Wow, numpy arrays have a whole lot more going on under the hood than do lists. They play a huge role in doing data science work in Python with many packages using numpy to store and work with data. Notice that there are various mathematical methods such as sum and mean and methods to convert arrays to lists and strings using the obviously named methods. We see that there is a dtype property - it tells us the data type of the array. Our array stores 64bit integers.

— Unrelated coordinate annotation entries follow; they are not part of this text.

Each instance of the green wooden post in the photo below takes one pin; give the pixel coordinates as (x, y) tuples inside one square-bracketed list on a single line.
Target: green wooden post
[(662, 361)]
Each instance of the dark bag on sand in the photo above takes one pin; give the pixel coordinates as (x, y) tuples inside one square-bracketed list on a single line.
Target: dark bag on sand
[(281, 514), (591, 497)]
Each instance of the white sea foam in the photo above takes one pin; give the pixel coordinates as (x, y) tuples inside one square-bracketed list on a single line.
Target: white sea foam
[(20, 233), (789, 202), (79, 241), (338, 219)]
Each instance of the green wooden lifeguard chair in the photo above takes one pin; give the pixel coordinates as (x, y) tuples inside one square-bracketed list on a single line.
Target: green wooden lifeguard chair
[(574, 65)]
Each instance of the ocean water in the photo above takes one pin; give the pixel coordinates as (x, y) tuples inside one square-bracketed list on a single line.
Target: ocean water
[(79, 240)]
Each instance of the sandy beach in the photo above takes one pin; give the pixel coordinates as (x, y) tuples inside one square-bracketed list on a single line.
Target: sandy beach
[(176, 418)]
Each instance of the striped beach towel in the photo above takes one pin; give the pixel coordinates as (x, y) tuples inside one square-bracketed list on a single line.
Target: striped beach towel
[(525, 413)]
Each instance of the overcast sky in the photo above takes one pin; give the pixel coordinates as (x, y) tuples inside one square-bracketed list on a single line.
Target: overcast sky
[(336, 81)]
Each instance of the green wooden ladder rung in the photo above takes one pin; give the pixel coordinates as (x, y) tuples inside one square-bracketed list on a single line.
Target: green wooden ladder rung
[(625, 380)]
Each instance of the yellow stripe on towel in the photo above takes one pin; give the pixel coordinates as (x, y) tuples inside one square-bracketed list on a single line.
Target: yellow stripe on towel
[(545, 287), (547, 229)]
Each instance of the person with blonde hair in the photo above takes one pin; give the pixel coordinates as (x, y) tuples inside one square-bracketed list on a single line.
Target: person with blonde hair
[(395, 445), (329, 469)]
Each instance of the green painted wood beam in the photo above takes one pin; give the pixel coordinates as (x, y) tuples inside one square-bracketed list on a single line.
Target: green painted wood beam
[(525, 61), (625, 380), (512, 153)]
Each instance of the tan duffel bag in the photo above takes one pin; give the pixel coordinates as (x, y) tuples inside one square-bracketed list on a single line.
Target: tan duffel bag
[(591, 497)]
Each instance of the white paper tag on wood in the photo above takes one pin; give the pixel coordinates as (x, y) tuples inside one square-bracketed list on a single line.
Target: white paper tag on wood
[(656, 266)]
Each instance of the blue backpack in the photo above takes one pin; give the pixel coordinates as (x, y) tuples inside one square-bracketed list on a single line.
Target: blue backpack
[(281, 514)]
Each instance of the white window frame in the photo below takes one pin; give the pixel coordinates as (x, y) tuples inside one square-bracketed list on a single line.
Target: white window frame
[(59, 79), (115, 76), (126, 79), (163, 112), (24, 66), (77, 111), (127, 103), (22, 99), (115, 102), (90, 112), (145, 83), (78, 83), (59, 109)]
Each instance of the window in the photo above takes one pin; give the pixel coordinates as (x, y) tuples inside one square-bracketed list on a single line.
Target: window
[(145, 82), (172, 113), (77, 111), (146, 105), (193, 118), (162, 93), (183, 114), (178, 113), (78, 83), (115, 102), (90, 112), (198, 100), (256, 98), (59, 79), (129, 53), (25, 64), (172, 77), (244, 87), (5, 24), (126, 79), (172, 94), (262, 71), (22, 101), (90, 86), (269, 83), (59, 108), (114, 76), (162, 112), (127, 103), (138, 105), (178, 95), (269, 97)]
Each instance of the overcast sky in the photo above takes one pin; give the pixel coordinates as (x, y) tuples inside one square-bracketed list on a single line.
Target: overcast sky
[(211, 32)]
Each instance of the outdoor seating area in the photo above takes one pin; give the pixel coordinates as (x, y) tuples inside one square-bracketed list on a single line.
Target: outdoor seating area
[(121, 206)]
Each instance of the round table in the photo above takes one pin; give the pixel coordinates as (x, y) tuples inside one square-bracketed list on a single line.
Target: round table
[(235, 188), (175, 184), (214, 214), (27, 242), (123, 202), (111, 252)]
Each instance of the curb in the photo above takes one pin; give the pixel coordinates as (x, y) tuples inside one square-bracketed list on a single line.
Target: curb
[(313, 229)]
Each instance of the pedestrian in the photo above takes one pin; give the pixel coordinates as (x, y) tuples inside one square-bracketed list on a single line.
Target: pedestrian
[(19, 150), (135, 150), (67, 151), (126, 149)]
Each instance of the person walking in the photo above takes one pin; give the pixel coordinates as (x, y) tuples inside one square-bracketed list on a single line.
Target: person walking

print(order_quantity_range.dtype)
int64

QUESTIONS Why don’t we use parens with dtype? Why don’t list objects have a dtype property?

What about numbers?

Are things like integers and floating point numbers actually objects?

print(unit_cost)
print(type(unit_cost))
dir(unit_cost)
7.5
<class 'float'>
['__abs__',
 '__add__',
 '__bool__',
 '__class__',
 '__delattr__',
 '__dir__',
 '__divmod__',
 '__doc__',
 '__eq__',
 '__float__',
 '__floordiv__',
 '__format__',
 '__ge__',
 '__getattribute__',
 '__getformat__',
 '__getnewargs__',
 '__gt__',
 '__hash__',
 '__init__',
 '__init_subclass__',
 '__int__',
 '__le__',
 '__lt__',
 '__mod__',
 '__mul__',
 '__ne__',
 '__neg__',
 '__new__',
 '__pos__',
 '__pow__',
 '__radd__',
 '__rdivmod__',
 '__reduce__',
 '__reduce_ex__',
 '__repr__',
 '__rfloordiv__',
 '__rmod__',
 '__rmul__',
 '__round__',
 '__rpow__',
 '__rsub__',
 '__rtruediv__',
 '__set_format__',
 '__setattr__',
 '__sizeof__',
 '__str__',
 '__sub__',
 '__subclasshook__',
 '__truediv__',
 '__trunc__',
 'as_integer_ratio',
 'conjugate',
 'fromhex',
 'hex',
 'imag',
 'is_integer',
 'real']

Yep. Try out some of the attributes.

Writing our own classes

While Python has many useful built in classes, true object-oriented programming (OOP) involves creating our own classes from which we can create object instances that are useful for the problem at hand. Python is an OOP language but it does not force you to create classes if you don’t want to. You can write any blend you’d like of procedural, object oriented and functional programming. We aren’t going to get into debates about which programming paradigm is the “best”. There are times when OOP makes a lot of sense, and for those times, we’ll use it. Other times, simply creating useful functions (such as the bookstore_profit function we used earlier) is the appropriate thing to do.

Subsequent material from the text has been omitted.